On est dans l’« insane », un mot que Volodine affectionne. « Mes romans sont historiques, pas mythologiques, précise l’écrivain en entretien. À partir de la réalité, ils constituent une xéno-mythologie. Ce sont des formes étranges, non développées ailleurs, une mythologie non décrite qui s’appuie sur des racines, des univers connus et partagés qui permettent à l’image mythologique de naître après la lecture. »

Qu’est-ce qu’un mythe ?

Une histoire de destin et d’angoisse ? Un récit passe-muraille, hors temps ? Une mémoire obsédante, en définitive « l’histoire des rapports entre l’homme et la nature », selon Ouellet. « La ressemblance par contact est une illusion », mais « la pensée adductive remet en puissance le possible dans l’actualité », dit Clemens de ces mythologies transfigurées. Le mystère de ces artificiers ? C’est un lancer en boomerang du temps matérialisé.
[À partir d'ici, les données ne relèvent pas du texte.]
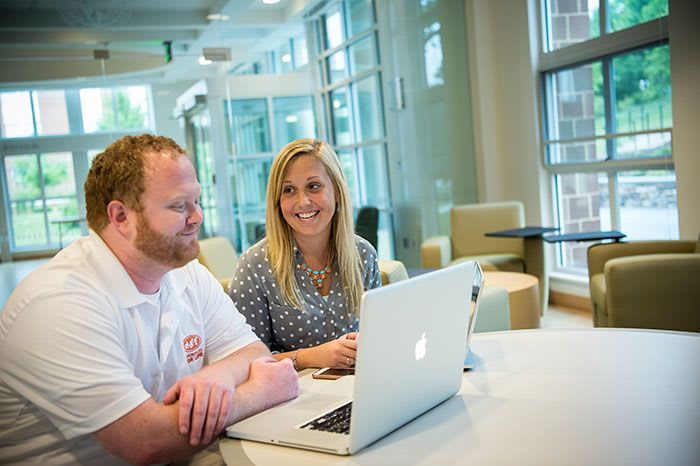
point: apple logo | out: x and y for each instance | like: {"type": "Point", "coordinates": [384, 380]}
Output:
{"type": "Point", "coordinates": [421, 347]}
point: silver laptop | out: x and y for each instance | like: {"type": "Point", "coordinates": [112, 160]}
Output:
{"type": "Point", "coordinates": [477, 287]}
{"type": "Point", "coordinates": [410, 358]}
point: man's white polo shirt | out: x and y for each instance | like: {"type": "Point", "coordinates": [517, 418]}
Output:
{"type": "Point", "coordinates": [80, 347]}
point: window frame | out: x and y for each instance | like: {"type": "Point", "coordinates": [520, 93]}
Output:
{"type": "Point", "coordinates": [603, 48]}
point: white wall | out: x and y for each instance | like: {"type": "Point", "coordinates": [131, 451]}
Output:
{"type": "Point", "coordinates": [503, 85]}
{"type": "Point", "coordinates": [502, 42]}
{"type": "Point", "coordinates": [164, 100]}
{"type": "Point", "coordinates": [685, 78]}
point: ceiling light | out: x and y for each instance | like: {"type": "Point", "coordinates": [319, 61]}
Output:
{"type": "Point", "coordinates": [218, 17]}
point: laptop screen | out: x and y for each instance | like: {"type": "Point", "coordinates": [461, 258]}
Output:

Le « réalisme socialiste magique » de Volodine appelle les Reines mordues, les Reines brûlées, litanies époustouflantes et cérémonie littéraire. De sa voix modulée, tonnante et tonitruante, il s’adresse au silence des morts. Prisonniers du chant littéraire, ils sont ces féministes reconditionnées en liberté, porteurs de mythologie, qui disent l’inceste, l’amour, et qui font rimer les cosmogonies.

La rencontre internationale, dirigée par Hervé Fischer et Pierre Ouellet, s’est tenue les 23 et 24 avril à la Maison Ludger-Duvernay et à la Chapelle historique du Bon-Pasteur. Avec Antoine Volodine, Alain Fleischer, Éric Clemens, Luc Dellisse, Hantu, Guillaume Asselin, Maxime McKinley et plusieurs autres invités.